Ide pemikiran lemah ditransfer ke arsitektur dipengaruhi produksi teoritis


dari tahun 1980-an. Pada tahun 1987, misalnya, arsitek Spanyol Ignasi
Solmorales mencoba untuk menggambarkan krisis Modernitas, dengan
memperkenalkan konsep arsitektur yang lemah. Berkat pengaruh baik
Michel Foucault dan Friedrich Nietzsche, Solmorales menyatakan bahwa
estetika (misalnya, arsitektur, lukisan, sastra) tidak bisa didasarkan pada
model tertutup; sebaliknya, estetika harus terdiri dari unsur heterogen
yang berbeda.

Pemikiran yang lemah juga terkontaminasi wilayah lainnya, dari


urbanisme ke sinematografi; Michelangelo Antonioni atau Andrei
Tarkovsky, misalnya, merupakan contoh nyata dari narasi yang lemah,
berdasarkan jarak antara gambar dan narasi. Gagasan Foucault arkeologi
menjadi salah satu pilar dari arsitektur yang lemah: arkeologi tersirat
superposisi, diskontinuitas, lipat dan berlangsung.

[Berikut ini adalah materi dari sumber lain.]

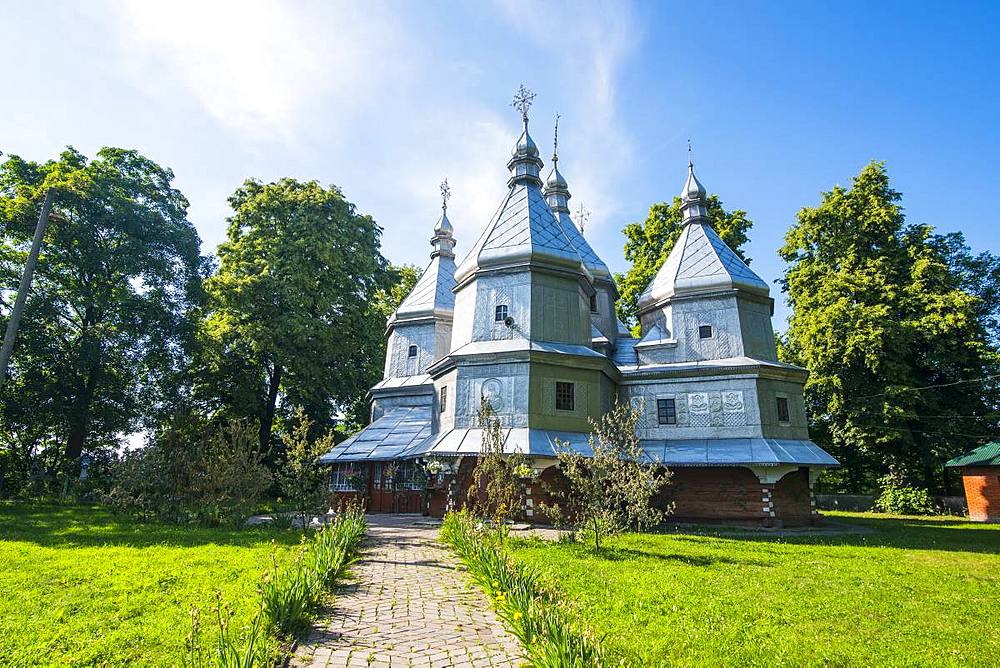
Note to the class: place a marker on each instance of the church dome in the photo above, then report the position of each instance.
(525, 145)
(443, 227)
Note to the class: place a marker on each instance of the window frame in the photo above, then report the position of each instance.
(339, 474)
(565, 396)
(781, 406)
(666, 411)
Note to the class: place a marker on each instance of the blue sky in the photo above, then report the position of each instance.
(781, 100)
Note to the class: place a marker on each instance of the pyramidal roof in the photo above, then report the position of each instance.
(524, 229)
(700, 261)
(432, 295)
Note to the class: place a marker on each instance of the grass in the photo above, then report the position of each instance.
(895, 591)
(80, 586)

Eisenman mulai menyerap impuls baru, dan mengalihkan fokus ke arah


tantangan yang berbeda: Venesia (Cannaregio proyek, 1978), Paris (La
Villette, bekerja sama dengan Jacques Derrida, 1987) dan baru-baru Berlin
(Holocaust Memorial, 2005) diwakili langkah yang berbeda dalam evolusi
idenya bentuk.

Courtesy of Stefano Corbo


Pada saat yang sama, proyek-proyek ini juga simbol dari perubahan yang
tak terduga dan ambiguitas anomali, karena biografi Eisenman dan karir
arsitektur saling bergantung: mereka tidak dapat dipisahkan, dan sulit
untuk menguraikan beberapa postur tanpa mengacu pada kecemasan
pribadi. Selain itu, setiap proyek mengandung substratum budaya yang
berbeda yang perlu dibawa ke cahaya.

Untuk menjelajah ke kusut kompleks ini fase yang berbeda, proyek atau
esai, menyiratkan risiko terjebak dalam akumulasi didiversifikasi konsep.
Untuk alasan ini, saat menjelaskan artikulasi heterogen karir Eisenman,
perlu untuk menemukan model kongruen untuk membongkar aparat
propaganda yang dibangun oleh arsitek selama bertahun-tahun, dan pada
saat yang sama untuk menawarkan kerangka interpretatif jelas. Daripada
mengisolasi dan menganalisis setiap elemen di otonomi, Dari Formalisme
ke Form lemah telah terstruktur sekitar serangkaian kata kunci atau
konsep yang membantu untuk menentukan kartografi heterogen dan
saling berhubungan yang terlepas dari konfigurasi hirarkis. Tujuan dari
organisasi tersebut ada dua: di satu sisi, untuk mengatasi pembacaan
dekat pekerjaan Eisenman berdasarkan kronologis dan linear narasi
belaka; di sisi lain, untuk menghindari de-komposisi wacana menjadi
beberapa entitas otonom.

Kartografi ini akan menampilkan tidak hanya interpenetrasi dari beberapa


kekhawatiran dieksplorasi oleh Eisenman lebih dari 50 tahun, tetapi juga
kontradiksi, anomali dan ambiguitas dari produksinya.